Звук стал тупым – Огарев отметил место зеленкой, он больше не видел ни молодки, ни ее наливного вымени. Нет, глупости, ерунда, при чем тут Спитак? Перкуссия – веселая манипуляция, украденная у виноделов. Плессиметр – костяная звонкая пластинка, можно и медную, главное, чтобы пела. Кудрявые красно-лаковые греки прикладывали плессиметр к громадным и тоже красно-лаковым амфорам, нет, снова вру – не было у греков никакого плессиметра, его придумали в Европе средневековые бондари и виноделы, пузатые хохотуны, мастера могущественных гильдий. Прикладываем пластинку, тюкаем по ней молоточком – поет. Тюкаем еще раз – звук глухой, тупой, значит, есть еще вино, стоит, по пояс наполнив знатную сорокаведерную бочку.
Сказки Гофмана. Правила виноделов.
«В норме верхушечный толчок расположен на уровне V межреберья на 1–2 см кнутри от левой срединноключичной линии», – тихо подсказал вызубренный наизусть учебник. Кнутри! Шершавые, нелепые термины из руководства по эксплуатации человека. Молодка не была в норме, ее верхушечный толчок обнаружился слева от искомой линии. Грудная клетка при пальпации дрожала отнюдь не от страсти. Симптом «кошачьего мурлыканья». Умирающая киска. Гипертрофия правого желудочка, порок сердца, тихо присудил Огарев, и доцент Быков одобрительно кивнул.
Горячая вода, слава богу, была – возню с ведрами кипятка мать бы не выдержала точно, обварилась бы, опрокинула все на пузо. А ведь когда-то полную выварку на плиту поднимала: пузырящееся медленно белье, серая накипь, упругий нажим больших деревянных щипцов. Блеск и торжество советского быта. Белье кипятим! Двор, раздувший ослепительные постельные паруса. Сережа любит, чтобы белоснежное.
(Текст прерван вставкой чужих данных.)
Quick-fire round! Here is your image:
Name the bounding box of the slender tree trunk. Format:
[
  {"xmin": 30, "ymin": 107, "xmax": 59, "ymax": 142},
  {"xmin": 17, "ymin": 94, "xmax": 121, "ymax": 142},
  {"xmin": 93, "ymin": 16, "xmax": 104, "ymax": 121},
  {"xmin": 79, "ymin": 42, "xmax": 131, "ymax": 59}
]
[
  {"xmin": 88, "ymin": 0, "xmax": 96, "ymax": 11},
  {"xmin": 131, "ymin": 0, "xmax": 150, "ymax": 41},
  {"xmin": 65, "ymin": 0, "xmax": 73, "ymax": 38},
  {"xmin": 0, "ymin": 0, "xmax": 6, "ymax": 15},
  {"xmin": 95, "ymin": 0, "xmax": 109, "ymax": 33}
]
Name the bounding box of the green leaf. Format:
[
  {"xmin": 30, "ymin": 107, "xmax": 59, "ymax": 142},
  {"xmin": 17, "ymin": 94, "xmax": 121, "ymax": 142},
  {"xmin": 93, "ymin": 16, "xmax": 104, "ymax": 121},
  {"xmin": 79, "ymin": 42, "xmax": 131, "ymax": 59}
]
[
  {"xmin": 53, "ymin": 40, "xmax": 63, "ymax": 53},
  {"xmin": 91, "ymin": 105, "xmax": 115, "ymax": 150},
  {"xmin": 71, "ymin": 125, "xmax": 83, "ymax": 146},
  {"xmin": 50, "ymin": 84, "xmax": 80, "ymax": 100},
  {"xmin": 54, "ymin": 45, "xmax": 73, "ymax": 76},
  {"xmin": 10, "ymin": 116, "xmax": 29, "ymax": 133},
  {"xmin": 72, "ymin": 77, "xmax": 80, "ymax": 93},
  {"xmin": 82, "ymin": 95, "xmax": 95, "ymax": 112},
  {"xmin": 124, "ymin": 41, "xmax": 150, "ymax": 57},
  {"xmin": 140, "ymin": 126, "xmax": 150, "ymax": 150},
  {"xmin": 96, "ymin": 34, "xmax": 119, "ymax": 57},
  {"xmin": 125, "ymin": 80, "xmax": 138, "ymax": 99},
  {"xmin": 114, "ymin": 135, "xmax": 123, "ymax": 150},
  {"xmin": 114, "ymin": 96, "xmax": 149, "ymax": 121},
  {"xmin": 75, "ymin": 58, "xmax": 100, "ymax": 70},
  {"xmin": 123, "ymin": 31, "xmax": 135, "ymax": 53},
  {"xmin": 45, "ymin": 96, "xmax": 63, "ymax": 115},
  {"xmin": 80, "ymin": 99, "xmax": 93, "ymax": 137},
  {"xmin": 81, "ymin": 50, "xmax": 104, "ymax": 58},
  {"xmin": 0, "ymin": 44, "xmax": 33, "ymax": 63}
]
Мать пустила струю покрепче – пересохшие прокладки, забившиеся дырочки в лейке для душа, целительный массаж ржавой живой водой. Висок, глазница, затылок, лоб. Снова – висок. Досчитать до ста. Скоро начнет действовать цитрамон. Почистить картошку. Порезать лук. Выключить газ. А там и Сережа придет. И Ваня. Иван. Боль, обгоняя кипяток, стискивала голову матери, разливалась, вспыхивало все вокруг черным и красным, черным и красным, потом черного стало больше, так много, что мать выбиралась из скользкой ванны уже на ощупь и все хотела нашарить халат или хотя бы полотенце, но поняла, что не нашарит, – это было последнее, что она вообще поняла. В комнату ползла, оставляя мокрый длинный след, уже не мать, не человек даже, просто все еще живое существо, почти оставленная Богом протоплазма, надоевшая пластилиновая игрушка, локтем сброшенная с поделочного стола. Аневризма, тихая, страшная ягода, невидимый пузырек, присосавшийся к сосуду, наконец-то лопнула. Мозг заливало тяжелой черной кровью, закупоривались по одному сосуды, захлопывались дверцы, суетливая возня, паника, разбегающаяся в разные стороны обезумевшая жизнь.